A&w Seizes the Moment: How a Viral McDonald’s Taste Test Became a Rival’s Punchline

A&w Seizes the Moment: How a Viral McDonald’s Taste Test Became a Rival’s Punchline

When McDonald’s CEO Chris Kempczinski lifted a boxed sandwich to the camera and took a famously tiny bite, a&w moved fast: a North Vancouver parody clip answered that awkward taste test with a broad, confident chew. The stunt folded a single viral moment into a public marketing jab that many found irresistible.

A&w joins the mockery with a mirror-image parody

In the parody clip shared on A&w’s social channels, actor and commercial personality Allen Lulu appears in a blue dress shirt and sweater similar to the one the CEO wore. Lulu treats an A&W Teen Burger as if it were a revelation, saying, “We love this product. Which most people call a burger. I don’t even know how to attack it. ” Unlike the CEO’s cautious nibble, Lulu takes a large, visible bite and holds the sandwich up as proof of tasting, then invites the McDonald’s CEO to meet for lunch: “Just you me, and a couple of Teen Burgers. ” A&W Canada noted the Teen Burger is $4. 99 at A&W restaurants countrywide for a limited time.

Why the CEO’s bite mattered

The original clip that set this off showed Chris Kempczinski describing the new Big Arch sandwich with enthusiasm — “Holy cow! God, that is a big burger!” — and calling it “so good” after a very small first bite. The video emphasized elements of the product: two quarter-pound patties, three slices of cheddar, lettuce, pickles, crispy onions, and a tangy, creamy sauce on a toasted sesame and poppy seed bun. The contrast between declarative praise and a hesitant bite created the social-media friction that rivals and comedians used as fuel.

Pop culture columnist Vinay Menon framed the reaction bluntly in his piece, asking, “Does this guy even know how to eat a hamburger?” That line captured the public’s amusement and helped turn a routine promotional clip into a broader conversation about corporate authenticity and the performative nature of CEO appearances.

What this means for rival brands and the public

Rival brands moved quickly to add their own commentary: one competitor’s account noted it “couldn’t finish it either, ” and others posted videos showing their own leaders biting into sandwiches with enthusiasm. For A&W, the parody was a calculated piece of cultural riffing rather than a direct product comparison. By leaning into the awkwardness and offering a clear, oversize bite, the chain signaled confidence in its Teen Burger while tapping into a moment millions were already discussing.

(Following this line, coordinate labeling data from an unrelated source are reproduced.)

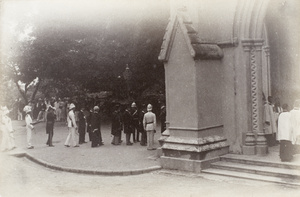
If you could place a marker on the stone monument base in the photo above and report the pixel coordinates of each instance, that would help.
(249, 150)
(174, 163)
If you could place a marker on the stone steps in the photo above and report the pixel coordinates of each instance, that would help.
(256, 169)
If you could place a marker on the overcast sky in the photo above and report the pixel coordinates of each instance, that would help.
(27, 13)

For the public, the episode shows how a single on-camera gesture can reshape the message of a carefully staged promotion. The Big Arch launch — which was presented as a limited-time introduction in the U. S. — arrived with the expectations of a mass audience, and the CEO’s choice to call it a “product” rather than simply a “burger” became part of what people mocked online. The parody response from A&w reframed the conversation into a cheeky invitation to try something different, with a price point included to make the move concrete for consumers.

Brands now face a clear calculus: controlled marketing moments can be amplified or undermined in real time, and rival responses can turn an awkward second into an earned spotlight. The exchange between Kosmpcinski’s bite and A&w’s parody did more than amuse — it highlighted how quickly cultural commentary can become marketing, and how companies can choose to engage or evade the moment.

Back where the story began, the boxed sandwich that prompted a tiny bite sits now as a symbol of something larger: a reminder that in the age of viral video, how you eat a burger can matter as much as how you make one.